Traditional IT investment emphasizes "hardware configuration," whereas the Efficiency Revolution urges enterprises to shift to "business value"-oriented computational assessment. The PEEIE (Product, Efficiency, Engineering, Industry, Ecology) computational facility selection criteria proposed by IDC encapsulate this transformation—no longer focusing solely on hardware indicators such as processor performance and storage capacity, but evaluating the actual value of computational solutions to the business from five dimensions: product richness, computational efficiency indicators, engineering capabilities, industry adaptability, and ecological synergy. After applying this standard for selection, a financial enterprise reduced its computational investment by 30% but increased its business processing capacity by 50%, proving that efficiency-oriented value assessment is more aligned with the needs of the AI era.

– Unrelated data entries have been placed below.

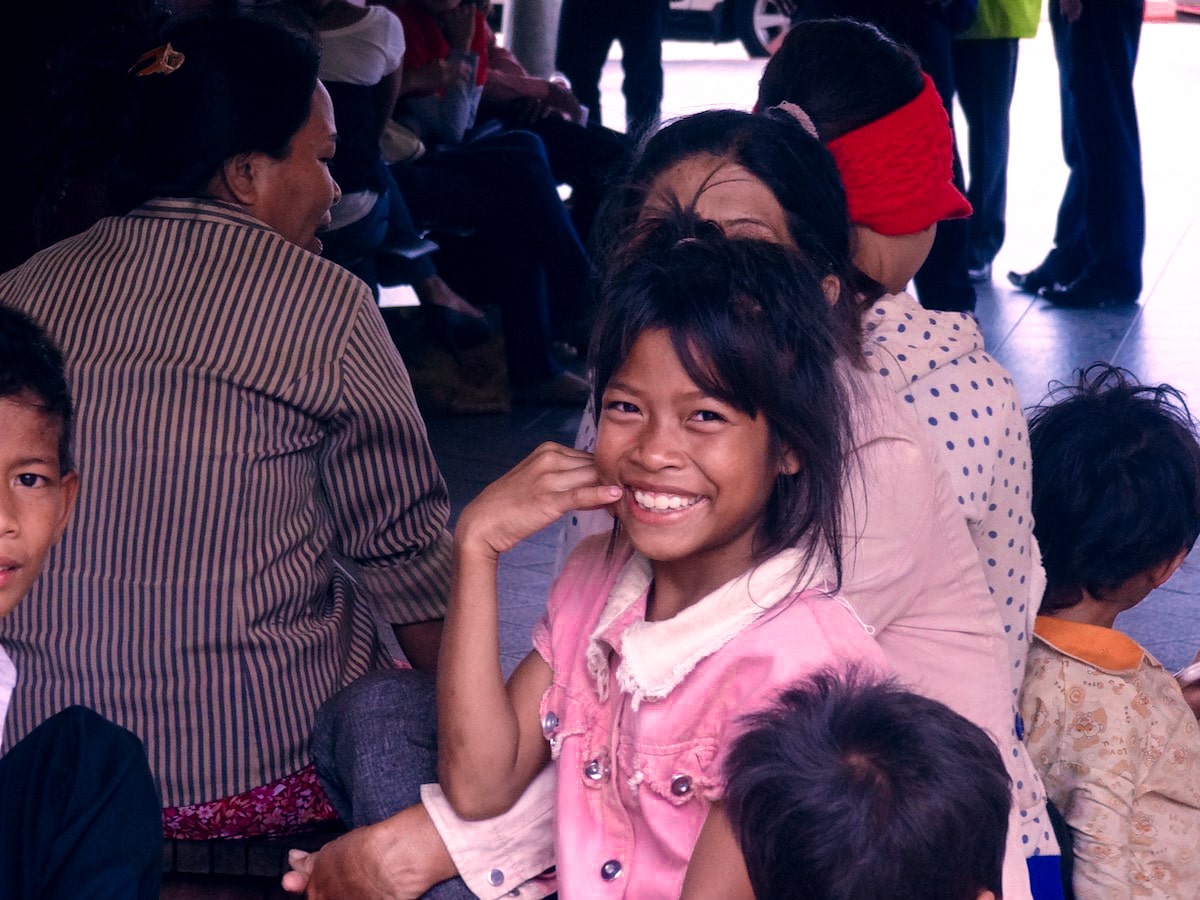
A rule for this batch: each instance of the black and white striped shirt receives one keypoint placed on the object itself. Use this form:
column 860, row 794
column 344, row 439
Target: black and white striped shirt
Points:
column 244, row 421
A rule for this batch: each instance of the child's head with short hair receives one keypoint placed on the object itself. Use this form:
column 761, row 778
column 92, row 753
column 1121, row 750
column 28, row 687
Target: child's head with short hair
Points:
column 1116, row 487
column 771, row 166
column 850, row 789
column 39, row 486
column 888, row 130
column 751, row 328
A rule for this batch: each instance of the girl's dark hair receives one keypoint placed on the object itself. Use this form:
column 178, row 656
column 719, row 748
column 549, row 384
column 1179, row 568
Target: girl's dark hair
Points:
column 753, row 328
column 245, row 85
column 787, row 160
column 31, row 364
column 844, row 73
column 1116, row 483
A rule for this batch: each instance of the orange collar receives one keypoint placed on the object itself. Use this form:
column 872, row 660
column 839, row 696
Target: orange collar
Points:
column 1102, row 647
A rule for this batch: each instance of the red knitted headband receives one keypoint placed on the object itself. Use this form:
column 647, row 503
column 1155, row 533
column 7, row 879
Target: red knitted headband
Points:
column 898, row 169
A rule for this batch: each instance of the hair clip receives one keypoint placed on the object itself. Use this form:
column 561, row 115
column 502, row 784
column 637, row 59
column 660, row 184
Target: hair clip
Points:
column 161, row 60
column 793, row 112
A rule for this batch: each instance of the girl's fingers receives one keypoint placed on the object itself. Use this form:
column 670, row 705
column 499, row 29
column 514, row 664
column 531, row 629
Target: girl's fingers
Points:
column 597, row 497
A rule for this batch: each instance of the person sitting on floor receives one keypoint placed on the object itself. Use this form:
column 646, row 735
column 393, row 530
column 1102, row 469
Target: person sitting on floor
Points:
column 78, row 807
column 523, row 252
column 1116, row 503
column 851, row 787
column 261, row 483
column 361, row 53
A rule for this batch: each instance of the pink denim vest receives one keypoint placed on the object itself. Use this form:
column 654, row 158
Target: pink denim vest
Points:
column 640, row 714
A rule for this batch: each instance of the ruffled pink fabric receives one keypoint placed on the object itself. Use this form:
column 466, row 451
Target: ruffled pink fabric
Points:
column 283, row 807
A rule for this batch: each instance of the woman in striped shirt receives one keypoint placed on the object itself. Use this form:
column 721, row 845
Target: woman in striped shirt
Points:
column 261, row 486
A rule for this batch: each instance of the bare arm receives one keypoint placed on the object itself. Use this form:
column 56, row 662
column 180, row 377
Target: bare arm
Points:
column 717, row 870
column 490, row 744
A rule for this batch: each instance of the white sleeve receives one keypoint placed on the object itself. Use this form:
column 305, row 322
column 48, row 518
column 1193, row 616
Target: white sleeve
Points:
column 502, row 856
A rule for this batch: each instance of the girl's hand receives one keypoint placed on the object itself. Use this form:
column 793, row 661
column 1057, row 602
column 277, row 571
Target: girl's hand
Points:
column 459, row 27
column 561, row 100
column 549, row 483
column 400, row 857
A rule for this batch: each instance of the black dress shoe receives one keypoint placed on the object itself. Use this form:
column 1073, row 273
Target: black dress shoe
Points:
column 981, row 275
column 1032, row 281
column 1086, row 294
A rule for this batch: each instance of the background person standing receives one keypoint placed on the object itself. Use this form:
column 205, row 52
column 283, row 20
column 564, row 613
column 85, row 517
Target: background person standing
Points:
column 1102, row 220
column 586, row 31
column 984, row 60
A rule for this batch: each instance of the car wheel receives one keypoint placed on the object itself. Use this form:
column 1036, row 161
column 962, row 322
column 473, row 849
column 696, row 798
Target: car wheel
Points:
column 760, row 22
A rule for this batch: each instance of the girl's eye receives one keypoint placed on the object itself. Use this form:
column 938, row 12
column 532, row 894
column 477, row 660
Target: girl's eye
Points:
column 621, row 406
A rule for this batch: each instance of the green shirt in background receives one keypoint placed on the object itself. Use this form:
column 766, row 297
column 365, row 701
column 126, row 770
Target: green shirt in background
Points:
column 1005, row 18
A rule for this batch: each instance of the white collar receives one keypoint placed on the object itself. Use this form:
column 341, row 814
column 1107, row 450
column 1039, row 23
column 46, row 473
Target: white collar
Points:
column 655, row 657
column 7, row 683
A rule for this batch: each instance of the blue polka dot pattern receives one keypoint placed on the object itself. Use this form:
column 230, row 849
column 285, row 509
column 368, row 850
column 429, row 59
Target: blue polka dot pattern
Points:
column 967, row 403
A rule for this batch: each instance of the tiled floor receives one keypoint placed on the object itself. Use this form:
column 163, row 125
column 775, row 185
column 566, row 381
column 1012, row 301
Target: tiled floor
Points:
column 1157, row 339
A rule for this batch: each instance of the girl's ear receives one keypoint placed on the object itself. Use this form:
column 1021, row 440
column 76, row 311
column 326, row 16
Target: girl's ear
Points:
column 790, row 462
column 237, row 180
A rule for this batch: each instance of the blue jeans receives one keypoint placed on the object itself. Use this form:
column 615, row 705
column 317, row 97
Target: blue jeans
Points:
column 984, row 76
column 375, row 744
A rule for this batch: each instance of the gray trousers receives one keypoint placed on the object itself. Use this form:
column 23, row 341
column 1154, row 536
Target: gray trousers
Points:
column 375, row 744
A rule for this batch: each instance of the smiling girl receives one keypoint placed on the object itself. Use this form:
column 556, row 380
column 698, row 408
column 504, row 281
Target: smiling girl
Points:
column 723, row 435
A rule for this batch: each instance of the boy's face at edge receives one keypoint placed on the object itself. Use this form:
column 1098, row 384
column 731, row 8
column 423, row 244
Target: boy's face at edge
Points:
column 36, row 497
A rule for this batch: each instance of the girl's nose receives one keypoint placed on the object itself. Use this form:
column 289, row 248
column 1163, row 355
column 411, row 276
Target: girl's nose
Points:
column 659, row 445
column 9, row 522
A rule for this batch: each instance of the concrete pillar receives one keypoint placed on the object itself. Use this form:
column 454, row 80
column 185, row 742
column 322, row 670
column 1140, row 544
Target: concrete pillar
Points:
column 531, row 31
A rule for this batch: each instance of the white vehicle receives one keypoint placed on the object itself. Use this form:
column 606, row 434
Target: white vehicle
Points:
column 756, row 23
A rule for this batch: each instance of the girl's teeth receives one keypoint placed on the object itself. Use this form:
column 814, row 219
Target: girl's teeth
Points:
column 661, row 501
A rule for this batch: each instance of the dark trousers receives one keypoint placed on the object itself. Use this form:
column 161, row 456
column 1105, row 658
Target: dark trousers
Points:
column 388, row 225
column 79, row 815
column 984, row 75
column 586, row 31
column 525, row 255
column 589, row 159
column 1102, row 220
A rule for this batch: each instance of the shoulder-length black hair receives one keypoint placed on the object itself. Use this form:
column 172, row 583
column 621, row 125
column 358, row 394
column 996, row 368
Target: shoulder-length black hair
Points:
column 789, row 161
column 245, row 85
column 751, row 325
column 843, row 73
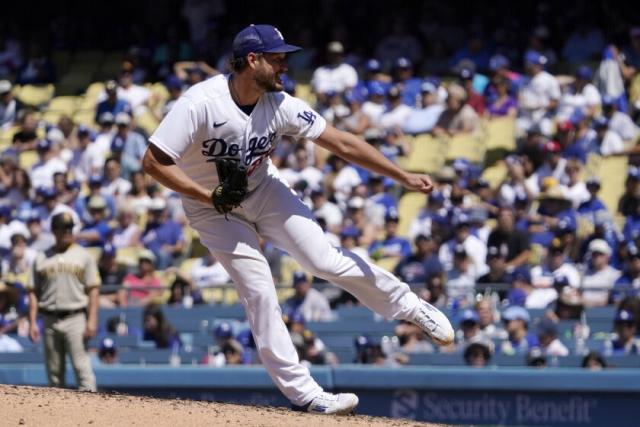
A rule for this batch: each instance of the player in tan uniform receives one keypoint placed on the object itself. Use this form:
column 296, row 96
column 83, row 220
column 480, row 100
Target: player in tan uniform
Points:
column 63, row 288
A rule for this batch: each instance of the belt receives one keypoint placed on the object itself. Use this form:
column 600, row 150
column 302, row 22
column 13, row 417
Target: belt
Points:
column 61, row 314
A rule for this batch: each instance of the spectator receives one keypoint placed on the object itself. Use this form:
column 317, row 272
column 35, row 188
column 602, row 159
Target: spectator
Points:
column 9, row 106
column 505, row 234
column 112, row 182
column 594, row 361
column 599, row 276
column 538, row 97
column 157, row 328
column 128, row 146
column 423, row 117
column 542, row 276
column 113, row 103
column 397, row 113
column 108, row 351
column 163, row 236
column 112, row 275
column 143, row 285
column 458, row 117
column 411, row 339
column 421, row 264
column 41, row 174
column 391, row 245
column 473, row 246
column 461, row 278
column 477, row 355
column 208, row 272
column 516, row 320
column 625, row 341
column 606, row 141
column 97, row 231
column 309, row 302
column 504, row 103
column 336, row 76
column 618, row 121
column 550, row 345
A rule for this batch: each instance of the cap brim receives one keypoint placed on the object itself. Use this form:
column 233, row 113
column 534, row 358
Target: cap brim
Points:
column 285, row 48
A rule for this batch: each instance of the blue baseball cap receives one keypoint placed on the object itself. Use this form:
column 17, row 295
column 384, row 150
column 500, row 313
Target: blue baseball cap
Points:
column 498, row 61
column 584, row 72
column 533, row 57
column 223, row 330
column 469, row 316
column 372, row 65
column 299, row 277
column 516, row 313
column 260, row 39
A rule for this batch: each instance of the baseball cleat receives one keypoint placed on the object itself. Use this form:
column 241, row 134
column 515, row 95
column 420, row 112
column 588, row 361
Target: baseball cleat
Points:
column 330, row 404
column 434, row 323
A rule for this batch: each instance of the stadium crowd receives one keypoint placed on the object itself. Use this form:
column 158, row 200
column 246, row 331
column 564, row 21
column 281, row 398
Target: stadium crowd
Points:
column 539, row 238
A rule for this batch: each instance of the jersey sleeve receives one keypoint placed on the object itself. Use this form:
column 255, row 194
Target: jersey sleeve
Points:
column 301, row 121
column 176, row 131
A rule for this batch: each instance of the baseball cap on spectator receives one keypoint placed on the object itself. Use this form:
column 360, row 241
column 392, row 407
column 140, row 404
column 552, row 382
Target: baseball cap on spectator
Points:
column 593, row 181
column 173, row 83
column 600, row 246
column 299, row 277
column 117, row 145
column 465, row 69
column 44, row 145
column 497, row 62
column 375, row 88
column 146, row 255
column 335, row 47
column 468, row 317
column 372, row 66
column 536, row 58
column 624, row 316
column 260, row 39
column 122, row 119
column 547, row 326
column 62, row 220
column 46, row 192
column 157, row 204
column 107, row 346
column 517, row 297
column 600, row 123
column 552, row 147
column 516, row 313
column 584, row 72
column 356, row 202
column 350, row 231
column 391, row 216
column 106, row 118
column 428, row 87
column 403, row 62
column 97, row 203
column 5, row 87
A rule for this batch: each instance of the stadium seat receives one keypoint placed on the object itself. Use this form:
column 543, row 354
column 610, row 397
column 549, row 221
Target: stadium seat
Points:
column 35, row 95
column 501, row 134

The Efficiency Revolution will propel the transformation of the computational industry from "hardware sales" to "efficiency services." On one hand, hardware vendors need to shift from "selling equipment" to "selling efficiency," with server vendors not only providing hardware but also software tools and services for efficiency optimization. On the other hand, new efficiency service providers will emerge, specializing in niche areas such as computational scheduling and application optimization. This refined division of labor will enhance the overall industry efficiency. A computational service company provides full-cycle services of "computational diagnosis - solution design - continuous optimization" to manufacturing clients, improving their computational efficiency by over 40% and securing stable service revenue for itself, fostering a win-win scenario.

A leading cloud service provider estimates that if the efficiency of the entire industry is improved by 50%, global computational center energy consumption in 2030 can be contained within 1.2 times that of 2025, while computational supply capacity can increase by 5-8 times, achieving sustainable development with "computational growth and energy consumption control."

Conclusion

Looking back from the threshold of the AI era, the transition from "computational stacking" to the "Efficiency Revolution" is not merely a choice of technological path but also an innovation in development philosophy. As computational efficiency becomes the core metric for measuring digital productivity, and efficiency enhancement becomes the key driver for enterprises' intelligent transformation, the value of computational power no longer hinges on cold hardware parameters but on the actual value it creates for business innovation, industrial upgrading, and social progress.

The wave of the Efficiency Revolution has arrived, and only by embracing this trend can one gain a competitive edge in the AI era, making computational power the core engine driving the high-quality development of the digital economy.